Hi Guys,
i have build a KQL code for MATP Hunting but i need some help, for now i can classify between a Realtek USB WiFi driver and the Lan Turtle... But i also want to report IP Address & Port its assigning to the Lan Turtle Device, here is my code below, and a screen shots what i can see for now
Kusto Code (KQL)
MiscEvents
| where ActionType == "PnpDeviceConnected"
| extend parsed=parse_json(AdditionalFields)
| extend
DeviceDescription=tostring(parsed.DeviceDescription),
ClassName=tostring(parsed.ClassName)
| where
ClassName contains "Net" and DeviceDescription contains "Realtek USB FE Family Controller"
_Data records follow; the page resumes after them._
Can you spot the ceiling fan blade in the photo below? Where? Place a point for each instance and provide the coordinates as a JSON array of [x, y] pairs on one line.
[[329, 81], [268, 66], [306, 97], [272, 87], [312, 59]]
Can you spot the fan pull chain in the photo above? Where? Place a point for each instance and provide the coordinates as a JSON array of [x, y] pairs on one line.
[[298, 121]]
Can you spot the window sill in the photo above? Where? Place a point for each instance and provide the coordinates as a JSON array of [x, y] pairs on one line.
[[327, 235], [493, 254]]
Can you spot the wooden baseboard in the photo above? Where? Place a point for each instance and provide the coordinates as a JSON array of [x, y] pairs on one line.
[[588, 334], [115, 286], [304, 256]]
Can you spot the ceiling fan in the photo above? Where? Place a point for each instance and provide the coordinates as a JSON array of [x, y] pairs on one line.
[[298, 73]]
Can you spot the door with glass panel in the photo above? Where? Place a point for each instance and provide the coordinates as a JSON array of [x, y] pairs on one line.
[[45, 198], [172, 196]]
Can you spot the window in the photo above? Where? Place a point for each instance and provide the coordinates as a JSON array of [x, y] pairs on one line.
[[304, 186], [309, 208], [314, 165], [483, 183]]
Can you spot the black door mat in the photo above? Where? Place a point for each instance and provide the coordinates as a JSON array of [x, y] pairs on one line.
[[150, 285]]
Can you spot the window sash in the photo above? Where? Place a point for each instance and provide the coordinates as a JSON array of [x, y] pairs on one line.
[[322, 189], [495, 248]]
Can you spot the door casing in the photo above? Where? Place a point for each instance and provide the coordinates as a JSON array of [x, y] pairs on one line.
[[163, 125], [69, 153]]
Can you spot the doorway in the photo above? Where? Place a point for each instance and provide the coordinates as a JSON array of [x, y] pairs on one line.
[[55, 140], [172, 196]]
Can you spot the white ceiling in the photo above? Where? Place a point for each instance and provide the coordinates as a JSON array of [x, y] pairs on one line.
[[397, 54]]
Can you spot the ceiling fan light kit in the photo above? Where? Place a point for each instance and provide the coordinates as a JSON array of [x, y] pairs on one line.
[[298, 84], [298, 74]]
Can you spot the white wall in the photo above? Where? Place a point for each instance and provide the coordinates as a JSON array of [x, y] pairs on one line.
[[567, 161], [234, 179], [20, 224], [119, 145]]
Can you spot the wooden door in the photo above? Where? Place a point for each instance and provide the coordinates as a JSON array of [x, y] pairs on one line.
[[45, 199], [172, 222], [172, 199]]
| summarize ComputerCount=dcount(ComputerName) by ClassName, DeviceDescription, ComputerName
please see attached picture..
here is the drivers it uses, in event viewer
Device Install Requested
Device USB\VID_0BDA&PID_8152\00E04C365BD5 requires further installation.
Driver Name: rtux64w10.inf
Device USB\VID_0BDA&PID_8152\00E04C365BD5 was configured.
Driver Name: rtux64w10.inf
Class Guid: {4d36e972-e325-11ce-bfc1-08002be10318}
Driver Date: 09/20/2015
Driver Version: 10.5.920.2015
Driver Provider: Microsoft
Driver Section: RTL8152B.ndi.NT
Driver Rank: 0xFF0000
Matching Device Id: USB\VID_0BDA&PID_8152&REV_2000
Outranked Drivers: rtux64w10.inf:USB\VID_0BDA&PID_8152:00FF0001
Device Updated: false
Parent Device: USB\VID_045E&PID_0944\6&15ba3093&0&1
Driver Management concluded the process to install driver rtux64w10.inf_amd64_d6132e4c7fe2fac6 for Device Instance ID USB\VID_0BDA&PID_8152\00E04C365BD5 with the following status: 0x0.